Manuel Vaquero suggests that this "paleolithic engraving from northeastern Spain brings us the first representation of a human social group."
Landscapes and features of the everyday world are scarcely represented in Paleolithic art. The authors of this study analyzed the morphology, or shape, of an engraved schist slab recently found in the Molí del Salt site in Spain, dated to the end of the Upper Paleolithic, ca. 13,800 years ago. The schist slab has seven engraved semicircular motifs with internal lines arranged in two rows. Because of its shape and proportions, the authors have interpreted these motifs as huts. Microscopic and comparative analysis indicate that the seven motifs were engraved using a similar technique and instrument in a very short time.

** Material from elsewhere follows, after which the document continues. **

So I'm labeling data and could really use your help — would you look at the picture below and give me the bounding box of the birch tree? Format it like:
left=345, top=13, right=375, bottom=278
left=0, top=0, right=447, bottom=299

The analysis of individual motifs and the composition, as well as the ethnographic and archeological contextualization, lead the authors to suggest that this engraving is a naturalistic depiction of a hunter-gatherer campsite. While scientists can't be sure what the engraving depicts, the authors of this study suggest this engraving may be one of the first representations of the domestic and social space of a human group.